Fighting A Tendency On Both Sides To Jump The Gun

Proponents and opponents of the ACA are susceptible to making the same mistakes. In recent years, opponents have often predicted the law’s imminent demise based on one or two data points. Those predictions have proven to be premature. At the same time, the law’s defenders are sometimes too quick to dismiss legitimate criticisms of the law based on partial or incomplete information.

The ACA is complex, with scores of provisions that impose major changes on health insurance, labor markets, and the national economy. It is going to take some time for a clear and fully accurate picture of all of these effects to emerge.

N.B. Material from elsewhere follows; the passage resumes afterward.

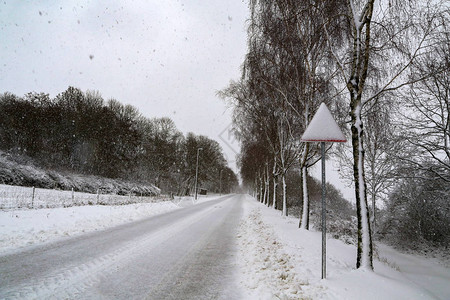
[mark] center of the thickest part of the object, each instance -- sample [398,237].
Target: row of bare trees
[381,67]
[79,132]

Placed in the appropriate context, research studies such as the two Health Affairspapers provide useful information. At a minimum, they make it clear that the forecasts from CBO and others which show the ACA will eventually reduce compensation and hours worked are far from certain. But it is also too early to conclude that those forecasts were wrong. That remains to be seen.

James C. Capretta is a senior fellow at the Ethics and Public Policy Center and a visiting fellow at the American Enterprise Institute. Joseph Antos is the Wilson H. Taylor Scholar in Health Care and Retirement Policy at the American Enterprise Institute (AEI).